Glennie Stamnes also did away with another auto industry practice—the adherence to seasonality. “Traditionally, the belief was that no one bought cars in January, February or March, what with Christmas bills and tax time coming up. In fact, business may be slower during these months, but people are still buying cars. So we’ve advertising aggressively during those months, and that’s where we saw growth last year.”

Creatively, dealer testimonials were replaced by light humour mixed with an increase in the provision of factual information about pricing, quality and financing. And, for the first time, notes Cruickshank, all creative was adapted for the Asian community.

“BC has a large Asian population which is incredibly important to Toyota, which is the number-one name plate in that ethnic group. So all of our creative is reflected in the Asian community. We’ve become involved with the Chinese New Year celebrations and the International Dragon Boat Festival. We buy Asian media and tailor the creative for it. We also tailor the offers. The Asian community tends to buy cars—they’re less likely to lease. So where we’ll offer the general public a leasing program, we’ll offer the Asian community a purchase program.

toyota6 toyota7 

“The goal of all advertising over the last two years has been to build on QDR and wrap it up with value and affordability. Price has always been the biggest hurdle for us. But now we can find a better balance. Instead of trying to get people to buy an expensive product, we can now come out and say that, in addition to their excellent QDR ratings, Toyota vehicles are more affordable than ever. We’ve had a lot of information to communicate, but we’ve done it. And our sales increases are strong and our dealers are happy.”

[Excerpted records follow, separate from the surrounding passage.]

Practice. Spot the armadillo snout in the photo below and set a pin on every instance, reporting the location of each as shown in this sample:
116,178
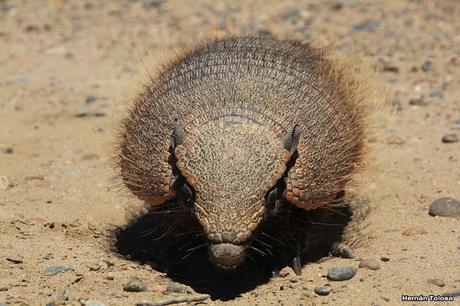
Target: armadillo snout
227,256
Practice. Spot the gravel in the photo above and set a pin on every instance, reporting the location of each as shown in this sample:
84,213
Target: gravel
53,270
450,138
341,273
370,264
93,303
445,207
436,281
134,285
340,249
323,290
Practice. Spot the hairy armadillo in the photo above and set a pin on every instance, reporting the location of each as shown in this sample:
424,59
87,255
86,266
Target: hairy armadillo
241,128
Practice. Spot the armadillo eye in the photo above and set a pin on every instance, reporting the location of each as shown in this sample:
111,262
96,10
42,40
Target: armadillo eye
186,195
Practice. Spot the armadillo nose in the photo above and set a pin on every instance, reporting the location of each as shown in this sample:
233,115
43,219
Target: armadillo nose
226,255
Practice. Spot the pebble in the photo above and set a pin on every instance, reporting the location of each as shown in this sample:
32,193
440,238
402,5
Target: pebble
397,105
341,273
134,285
8,150
62,294
90,99
427,65
396,140
175,287
93,303
450,138
452,293
370,264
445,207
416,230
53,270
286,271
323,290
369,25
342,250
418,102
437,94
456,124
436,281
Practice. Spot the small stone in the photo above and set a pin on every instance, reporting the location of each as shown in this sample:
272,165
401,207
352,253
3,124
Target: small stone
369,25
416,230
175,287
90,99
35,178
427,65
370,264
456,124
62,294
450,138
396,140
134,285
53,270
8,150
390,67
340,249
437,94
341,273
397,105
452,293
436,281
93,303
286,271
105,264
418,102
445,207
323,290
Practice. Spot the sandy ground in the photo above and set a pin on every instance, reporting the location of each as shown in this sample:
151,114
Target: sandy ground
65,67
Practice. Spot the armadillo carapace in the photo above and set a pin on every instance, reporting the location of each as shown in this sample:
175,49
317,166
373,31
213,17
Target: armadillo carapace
243,125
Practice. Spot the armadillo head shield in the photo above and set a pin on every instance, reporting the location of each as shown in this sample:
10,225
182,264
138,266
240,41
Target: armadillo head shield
230,166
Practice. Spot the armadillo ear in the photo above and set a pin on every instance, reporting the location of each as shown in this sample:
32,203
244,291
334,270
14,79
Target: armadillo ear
291,139
178,133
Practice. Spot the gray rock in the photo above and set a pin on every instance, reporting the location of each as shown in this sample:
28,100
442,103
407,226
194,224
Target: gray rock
436,281
456,124
324,290
445,207
370,264
93,303
53,270
62,294
369,25
437,94
450,138
134,285
8,150
427,65
340,249
418,102
178,288
90,99
341,273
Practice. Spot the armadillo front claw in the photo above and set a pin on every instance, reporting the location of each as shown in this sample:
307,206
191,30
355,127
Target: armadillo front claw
297,265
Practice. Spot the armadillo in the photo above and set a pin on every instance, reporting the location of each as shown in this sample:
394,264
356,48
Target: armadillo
242,126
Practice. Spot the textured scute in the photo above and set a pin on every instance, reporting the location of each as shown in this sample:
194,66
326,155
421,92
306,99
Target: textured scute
274,84
231,163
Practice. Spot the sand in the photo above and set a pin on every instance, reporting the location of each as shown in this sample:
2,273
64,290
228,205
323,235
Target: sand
66,73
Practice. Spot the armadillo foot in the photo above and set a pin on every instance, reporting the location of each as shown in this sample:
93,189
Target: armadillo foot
296,265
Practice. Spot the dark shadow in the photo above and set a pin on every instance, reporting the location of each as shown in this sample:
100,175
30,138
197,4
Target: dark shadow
170,240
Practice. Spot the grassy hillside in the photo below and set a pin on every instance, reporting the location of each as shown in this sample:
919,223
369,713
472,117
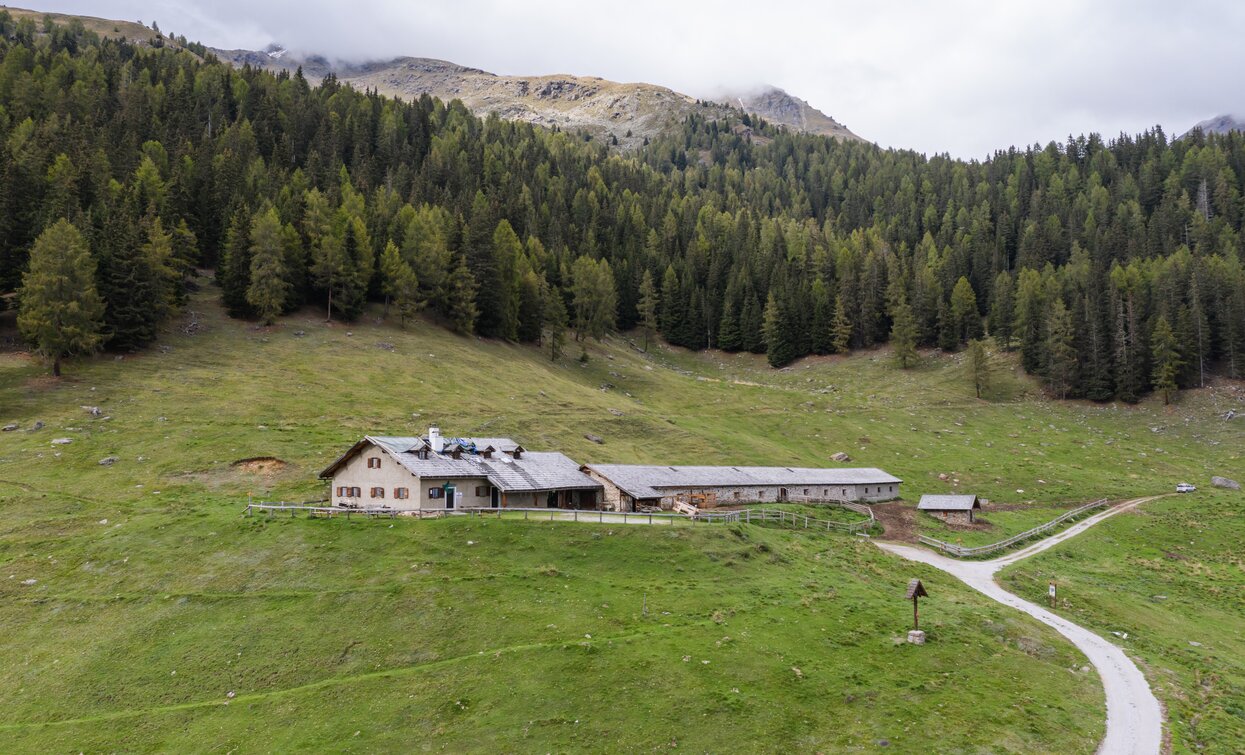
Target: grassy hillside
137,598
1172,576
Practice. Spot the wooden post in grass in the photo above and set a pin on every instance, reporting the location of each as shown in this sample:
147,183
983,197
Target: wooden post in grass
916,591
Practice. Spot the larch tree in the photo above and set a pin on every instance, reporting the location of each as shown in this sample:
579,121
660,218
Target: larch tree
1061,353
60,312
461,298
840,328
977,365
269,285
648,307
1165,353
903,334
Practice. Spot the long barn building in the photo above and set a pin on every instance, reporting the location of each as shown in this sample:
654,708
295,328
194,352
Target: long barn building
628,487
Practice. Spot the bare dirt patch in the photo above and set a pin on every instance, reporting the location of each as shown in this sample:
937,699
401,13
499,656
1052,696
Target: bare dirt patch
260,465
898,521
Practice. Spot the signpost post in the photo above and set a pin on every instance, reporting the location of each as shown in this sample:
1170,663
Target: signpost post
916,591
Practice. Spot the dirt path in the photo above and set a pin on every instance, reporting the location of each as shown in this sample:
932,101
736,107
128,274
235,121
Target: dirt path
1134,719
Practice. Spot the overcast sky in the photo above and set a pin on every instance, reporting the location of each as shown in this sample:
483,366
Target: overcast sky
959,76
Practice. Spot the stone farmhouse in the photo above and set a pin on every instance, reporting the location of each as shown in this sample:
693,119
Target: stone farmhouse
953,510
418,474
435,472
628,487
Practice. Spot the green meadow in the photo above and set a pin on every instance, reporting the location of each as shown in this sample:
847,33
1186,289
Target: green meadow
143,612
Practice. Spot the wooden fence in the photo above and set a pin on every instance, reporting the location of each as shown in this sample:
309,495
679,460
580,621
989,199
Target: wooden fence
757,516
706,517
318,511
961,552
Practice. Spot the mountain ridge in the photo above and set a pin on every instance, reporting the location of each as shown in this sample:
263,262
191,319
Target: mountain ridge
621,112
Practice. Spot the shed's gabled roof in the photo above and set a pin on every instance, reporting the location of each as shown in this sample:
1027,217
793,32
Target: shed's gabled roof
948,502
534,471
641,481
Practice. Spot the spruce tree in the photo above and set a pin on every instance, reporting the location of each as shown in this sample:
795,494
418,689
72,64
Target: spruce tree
1061,354
1002,310
461,298
779,349
840,328
268,285
648,307
60,312
977,364
903,334
1165,354
234,272
400,283
728,338
555,314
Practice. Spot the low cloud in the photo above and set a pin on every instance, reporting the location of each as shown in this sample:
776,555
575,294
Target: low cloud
959,76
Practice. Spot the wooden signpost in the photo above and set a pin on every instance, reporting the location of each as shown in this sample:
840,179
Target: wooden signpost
916,591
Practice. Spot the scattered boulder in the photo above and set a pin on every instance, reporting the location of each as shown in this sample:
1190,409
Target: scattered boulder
1225,482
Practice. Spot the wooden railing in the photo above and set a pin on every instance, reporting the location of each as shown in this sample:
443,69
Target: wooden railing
574,515
706,517
319,511
961,552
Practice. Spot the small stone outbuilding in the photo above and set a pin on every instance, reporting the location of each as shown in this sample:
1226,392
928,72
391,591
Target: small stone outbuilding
953,510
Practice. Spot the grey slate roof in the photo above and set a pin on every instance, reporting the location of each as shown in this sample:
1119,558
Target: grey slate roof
641,481
533,471
948,502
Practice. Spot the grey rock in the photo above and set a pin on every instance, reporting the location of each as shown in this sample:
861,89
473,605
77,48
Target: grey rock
1225,482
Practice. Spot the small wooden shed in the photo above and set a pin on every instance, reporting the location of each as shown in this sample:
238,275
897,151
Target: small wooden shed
953,510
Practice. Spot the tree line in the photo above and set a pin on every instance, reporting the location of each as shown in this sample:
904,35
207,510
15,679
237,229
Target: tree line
1114,268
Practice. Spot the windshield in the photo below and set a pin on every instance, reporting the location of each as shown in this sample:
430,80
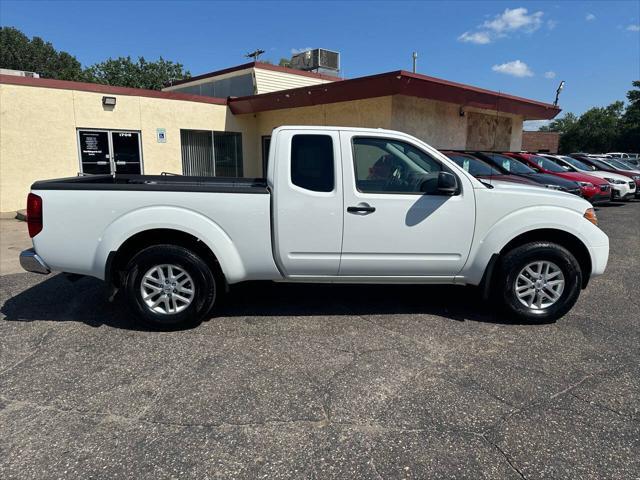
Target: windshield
474,166
510,164
577,163
547,164
600,164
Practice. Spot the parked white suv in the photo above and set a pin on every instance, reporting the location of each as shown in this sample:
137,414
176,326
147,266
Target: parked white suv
338,205
622,187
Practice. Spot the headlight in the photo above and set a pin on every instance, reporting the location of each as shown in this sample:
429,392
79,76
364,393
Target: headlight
590,215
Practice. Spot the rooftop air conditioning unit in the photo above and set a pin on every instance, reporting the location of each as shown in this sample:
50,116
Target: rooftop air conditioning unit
317,59
18,73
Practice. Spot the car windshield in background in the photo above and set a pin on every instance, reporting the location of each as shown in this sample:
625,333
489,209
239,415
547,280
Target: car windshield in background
547,164
600,164
510,164
474,166
618,164
577,163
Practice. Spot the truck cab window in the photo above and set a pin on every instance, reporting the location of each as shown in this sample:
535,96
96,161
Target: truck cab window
312,162
391,166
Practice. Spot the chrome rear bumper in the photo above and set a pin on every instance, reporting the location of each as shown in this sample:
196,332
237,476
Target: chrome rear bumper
31,262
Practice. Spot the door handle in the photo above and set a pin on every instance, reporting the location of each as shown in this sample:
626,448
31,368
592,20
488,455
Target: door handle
361,209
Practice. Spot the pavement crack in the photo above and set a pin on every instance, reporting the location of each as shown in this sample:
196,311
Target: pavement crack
506,457
627,416
375,469
571,387
35,351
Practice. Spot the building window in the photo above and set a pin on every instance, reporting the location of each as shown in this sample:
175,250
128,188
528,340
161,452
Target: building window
109,151
211,154
312,164
266,145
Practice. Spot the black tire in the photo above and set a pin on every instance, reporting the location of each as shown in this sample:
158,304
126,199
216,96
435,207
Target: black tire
203,281
512,264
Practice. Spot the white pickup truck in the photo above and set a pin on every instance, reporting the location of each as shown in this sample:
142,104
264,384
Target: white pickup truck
338,205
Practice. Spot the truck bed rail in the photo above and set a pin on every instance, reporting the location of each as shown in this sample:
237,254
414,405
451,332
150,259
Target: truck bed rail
163,183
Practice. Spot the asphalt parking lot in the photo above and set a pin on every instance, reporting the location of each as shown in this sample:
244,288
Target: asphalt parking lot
318,381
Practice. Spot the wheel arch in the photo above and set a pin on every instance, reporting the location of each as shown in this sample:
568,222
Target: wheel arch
563,238
117,259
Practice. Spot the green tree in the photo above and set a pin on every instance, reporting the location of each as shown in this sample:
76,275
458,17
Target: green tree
18,52
125,72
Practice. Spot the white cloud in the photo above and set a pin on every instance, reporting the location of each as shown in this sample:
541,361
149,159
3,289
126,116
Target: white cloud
515,68
480,38
295,51
501,25
513,20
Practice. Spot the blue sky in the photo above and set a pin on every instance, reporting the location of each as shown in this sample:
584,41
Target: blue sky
521,48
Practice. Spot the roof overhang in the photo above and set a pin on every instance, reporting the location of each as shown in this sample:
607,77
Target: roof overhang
109,89
258,65
395,83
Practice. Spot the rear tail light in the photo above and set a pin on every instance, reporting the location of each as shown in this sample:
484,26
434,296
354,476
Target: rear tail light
590,215
34,214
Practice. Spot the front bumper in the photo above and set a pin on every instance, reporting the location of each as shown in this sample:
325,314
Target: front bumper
31,262
600,197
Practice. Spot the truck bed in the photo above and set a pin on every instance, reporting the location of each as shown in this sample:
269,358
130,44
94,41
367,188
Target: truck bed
166,183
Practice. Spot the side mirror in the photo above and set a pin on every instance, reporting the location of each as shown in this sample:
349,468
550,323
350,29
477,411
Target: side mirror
447,184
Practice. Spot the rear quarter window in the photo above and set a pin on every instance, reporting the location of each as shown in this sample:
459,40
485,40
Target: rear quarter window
312,162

And Toyota’s happy. In BC, its market share is 8%. Nationally, its share is 7% (as compared to Ford’s, which is 21.6%). But The Big Three is now The Big Five—General Motors, Ford, Toyota, Honda, Chrysler. In 1997, for the first time, Toyota sold over 100,000 cars in a calendar year (106,000, including Lexus). Demand is up. The company has taken an aggressive attitude, setting the goal of a 10% market share by the year 2000.

“Toyota already had a lot of loyal, satisfied customers,” concludes Cruickshank. “But with the new price points and new vehicles, it has opened itself to a whole new consumer segment. It has never been in a stronger position to make a serious impact on its marketplace.”

Gilson is a little more cautious. “The industry itself can only grow so big. In our effort to reach our 10% market share, we realize that we have to retain our existing customers, while looking at ‘conquest customers’—those who are driving something else. We’re dealing with educated consumers in a highly-competitive market and we can’t afford to get lost.

“But our advertising has been very effective. The strategy has worked, and I think our sales show that you can’t under-estimate the value of strong advertising.”